Not far from the bridge of Bamourie I observed a land-slip a striking exemplification of the process continually going on by which the bulk of mountains undergoes a sensible diminution. The torrent, by beating on one point of the base of a hill, which rose sheer above it to a great elevation, had so worn it away, that its whole side, waving with forest, had sunk down into the vacant space, leaving, where the continuity of the slope had been broken, a clearly-marked and perpendicular precipice, the earthy face fresh and untinted, and resembling a colossal step.
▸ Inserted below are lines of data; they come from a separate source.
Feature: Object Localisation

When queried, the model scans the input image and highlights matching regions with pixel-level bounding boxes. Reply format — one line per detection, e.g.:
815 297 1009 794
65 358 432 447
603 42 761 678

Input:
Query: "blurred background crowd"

A few miles of continual ascent, the scenery at every turn increasing in grandeur and beauty, brought us to Bheemtal. Bheemtal, or the lake of Bheem, some three or four thousand feet above the level of the plains, occupies the centre of a small valley, above which the dark mountains shoot to a towering height, some cultivated in long successions of levels, rising like gigantic steps one above the other; others clothed with dark forest, and exhibiting on their peaked summits the spearlike forms of the pine and fir. Close to the little lake, deep, blue, and transparent, stood a large Banyan tree, and a curious old Hindoo temple of a conical or bee-hive shape; and hard by, another Godown similar to that at Bamourie, but which has since, I understand, been pulled down, and replaced by a superior place of accommodation, erected by the government on a neighbouring eminence. Here we halted for a day, which I devoted to shooting. I believe one of our party (amounting to four) tried the lake-profoundly deep, and in which we saw quantities of fish-but I forget with what success. In some cultivation which skirted one extremity of this mountain tarn, I found the black partridge pretty abundant, and killed several, as also two or three hill partridges. The black partridge is a beautiful bird, and shooting them an amusement highly enjoyed by the Anglo-Indian sportsman. The breast of the male bird is of a shining black, speckled with white; the head is also marked in a similar manner. He rises perpendicularly at first to a considerable height, and then goes off horizontally, and is by no means an easy shot. The black partridge is found in the long grass on the margin of rivers and swamps, from whence in the mornings and evenings he creeps out into the *Mountain ponies, so called.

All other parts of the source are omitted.